Main script will create symbolic links to executables following certain namimg convention. For example,
主脚本将按照特定的 namimg 约定创建指向可执行文件的符号链接。例如,
for t in $(ls ./*-task.$batch | sort ; do
t
rm t
done
first prefix is for sorting and suffix identifies batch (01-04). Now we spawn 4 shell scripts that would take batch number as input and do something like this
第一个前缀用于排序,后缀标识批次(01-04)。现在我们生成 4 个 shell 脚本,它们将批次号作为输入并执行如下操作
./jp.sh "My Download Pool" 3 curl http://site1/...
./jp.sh "My Download Pool" 3 curl http://site2/...

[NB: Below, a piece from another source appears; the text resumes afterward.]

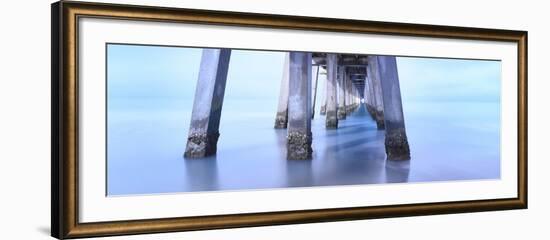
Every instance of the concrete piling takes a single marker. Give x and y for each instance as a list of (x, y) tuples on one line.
[(205, 119), (331, 95), (281, 119), (397, 146), (299, 136), (341, 113)]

./jp.sh "My Download Pool" 3 curl http://site3/...
...
回答by Michael Spector
Look at my implementation of job pool in bash: https://github.com/spektom/shell-utils/blob/master/jp.sh
看看我在 bash 中工作池的实现:https: //github.com/spektom/shell-utils/blob/master/jp.sh
For example, to run at most 3 processes of cURL when downloading from a lot of URLs, you can wrap your cURL commands as follows:
例如,从大量 URL 下载时,最多运行 3 个 cURL 进程,您可以将 cURL 命令包装如下:
function task() {
local task_no=""
# doing the actual task...
echo "Executing Task ${task_no}"
# which takes a long time
sleep 1
}
function execute_concurrently() {
local tasks=""
local ps_pool_size=""
# create an anonymous fifo as a Semaphore
local sema_fifo
sema_fifo="$(mktemp -u)"
mkfifo "${sema_fifo}"
exec 3<>"${sema_fifo}"
rm -f "${sema_fifo}"
# every 'x' stands for an available resource
for i in $(seq 1 "${ps_pool_size}"); do
echo 'x' >&3
done
for task_no in $(seq 1 "${tasks}"); do
read dummy <&3 # blocks util a resource is available
(
trap 'echo x >&3' EXIT # returns the resource on exit
task "${task_no}"
)&
done
wait # wait util all forked tasks have finished
}
execute_concurrently 10 4
回答by Wenhao Ji
Here is my solution. The idea is quite simple. I create a fifo
as a semaphore, where each line stands for an available resource. When read
ing the queue, the main process blocks if there is nothing left. And, we return the resource after the task is done by simply echo
ing anything to the queue.
这是我的解决方案。这个想法很简单。我创建了fifo
一个信号量,其中每一行代表一个可用资源。在read
队列中,如果没有任何东西,主进程就会阻塞。并且,我们在任务完成后通过简单地将echo
任何内容放入队列来返回资源。
The script above will run 10 tasks and 4 each time concurrently. You can change the $(seq 1 "${tasks}")
sequence to the actual task queue you want to run.
上面的脚本将同时运行 10 个任务和 4 个任务。您可以将$(seq 1 "${tasks}")
顺序更改为要运行的实际任务队列。